Fitch believes there is an extremely high probability of support from the Qatari authorities, if required, in light of Qatar Islamic Bank’s (QIB) strong domestic franchise and systemic importance. Support is the key rating driver of the IDR and Support Rating. QIB’s good asset quality, strong Tier 1 capitalisation and robust earnings drive the VR, which also considers QIB’s exposure to real estate financing and high financing concentrations.
Any change in the willingness or ability of the state to provide support for the banking system could trigger a rating action. Fitch does not view this as likely at present. Upside pressure for the VR would require QIB to improve its risk management function, diversify its loan book and maintain profitability and asset quality. Downside pressure could arise from a deterioration in asset quality or profit.
Earnings for 1H11 showed signs of growth following subdued net income growth for 2010. 1H 11 net incomes appear to have benefited from investing activities, including holdings of government sukuk, offsetting sluggish income from financing.

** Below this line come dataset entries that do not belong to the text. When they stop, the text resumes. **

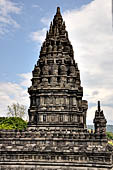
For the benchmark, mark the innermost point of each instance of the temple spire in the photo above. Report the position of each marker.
(58, 10)
(99, 106)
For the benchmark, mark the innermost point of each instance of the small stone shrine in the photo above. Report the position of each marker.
(57, 137)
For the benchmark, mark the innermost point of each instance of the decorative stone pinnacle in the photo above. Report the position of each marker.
(99, 106)
(58, 10)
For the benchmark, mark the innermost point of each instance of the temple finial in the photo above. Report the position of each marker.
(99, 106)
(58, 10)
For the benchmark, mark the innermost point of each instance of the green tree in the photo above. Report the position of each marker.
(17, 110)
(12, 123)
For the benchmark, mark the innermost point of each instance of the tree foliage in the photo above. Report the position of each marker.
(12, 123)
(17, 110)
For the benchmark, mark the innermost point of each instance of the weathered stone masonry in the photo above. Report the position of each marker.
(57, 137)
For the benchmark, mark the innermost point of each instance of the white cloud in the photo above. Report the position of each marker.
(91, 34)
(7, 8)
(90, 31)
(38, 36)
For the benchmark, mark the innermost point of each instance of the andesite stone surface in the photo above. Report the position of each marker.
(57, 137)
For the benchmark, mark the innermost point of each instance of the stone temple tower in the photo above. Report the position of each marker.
(57, 137)
(56, 92)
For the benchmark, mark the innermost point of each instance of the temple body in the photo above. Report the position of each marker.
(56, 92)
(57, 137)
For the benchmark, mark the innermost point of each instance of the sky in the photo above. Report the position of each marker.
(23, 25)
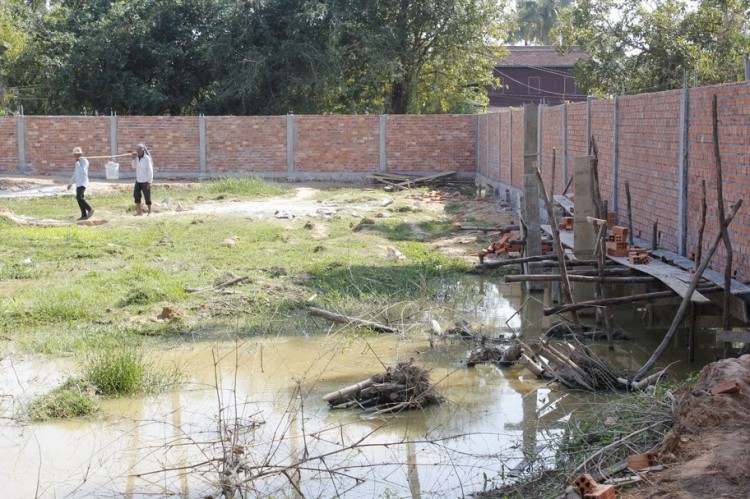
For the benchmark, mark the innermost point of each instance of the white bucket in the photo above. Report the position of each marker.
(112, 170)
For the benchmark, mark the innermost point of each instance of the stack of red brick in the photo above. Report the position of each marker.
(587, 488)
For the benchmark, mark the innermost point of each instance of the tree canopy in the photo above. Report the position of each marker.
(637, 47)
(256, 57)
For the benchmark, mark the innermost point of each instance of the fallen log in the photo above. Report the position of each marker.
(350, 321)
(403, 386)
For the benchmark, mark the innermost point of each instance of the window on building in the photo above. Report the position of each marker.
(534, 84)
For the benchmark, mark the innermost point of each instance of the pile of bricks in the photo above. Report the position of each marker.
(566, 223)
(611, 219)
(638, 256)
(587, 488)
(506, 244)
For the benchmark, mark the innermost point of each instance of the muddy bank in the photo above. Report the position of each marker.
(707, 451)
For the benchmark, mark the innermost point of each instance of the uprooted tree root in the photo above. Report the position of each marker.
(402, 387)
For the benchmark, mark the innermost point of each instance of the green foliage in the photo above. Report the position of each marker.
(635, 47)
(536, 20)
(180, 57)
(71, 400)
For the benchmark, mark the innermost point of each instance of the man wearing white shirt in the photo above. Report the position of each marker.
(144, 176)
(80, 179)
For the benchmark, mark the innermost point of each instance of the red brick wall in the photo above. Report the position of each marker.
(505, 147)
(483, 147)
(552, 139)
(337, 144)
(494, 138)
(577, 140)
(173, 142)
(245, 144)
(431, 143)
(649, 160)
(517, 152)
(8, 144)
(50, 141)
(602, 129)
(733, 107)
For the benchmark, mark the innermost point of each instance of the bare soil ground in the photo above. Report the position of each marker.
(707, 452)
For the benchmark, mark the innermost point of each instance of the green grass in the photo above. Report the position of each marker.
(125, 370)
(74, 399)
(64, 288)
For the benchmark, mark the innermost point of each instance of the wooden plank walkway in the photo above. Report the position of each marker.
(676, 279)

QIB’s asset quality ratios compare well with peers as well as internationally. Credit growth in the year to date remained modest following strong growth in 2010 for a number of sectors. Domestic credit growth associated with increased government spending is likely to take time to feed through to the wider economy. Impaired loans/gross loans remained low at 1.7% at end-H111 and compare well with peers.
Real estate is one of QIB’s largest exposures and is also one of its largest credit risks. However, the exposure shows limited signs of asset quality problems and real estate exposure remains comfortably within the QCB’s 150% of equity guidelines.
QIB maintains high levels of capitalisation, comparing well with peers. Capital was boosted again in Q111, following an injection from the Qatar Investment Authority (QIA), which formed part of sector-wide injections.
QIB customer deposits provide the majority of the bank’s funding, which also includes interbank funding. Sukuk funding helps to extend the bank’s funding maturity profile. Despite its leading Islamic franchise position in Qatar, deposits declined in H111, with little sign of inflows from customers moving deposits from conventional banks.
QIB is the third-largest bank in Qatar by assets and the largest Islamic bank accounting for 39% of total Islamic banking assets at end-Q111. The bank has a strong franchise in Qatar and a network of 35 branches. The bank is listed on the Qatar exchange.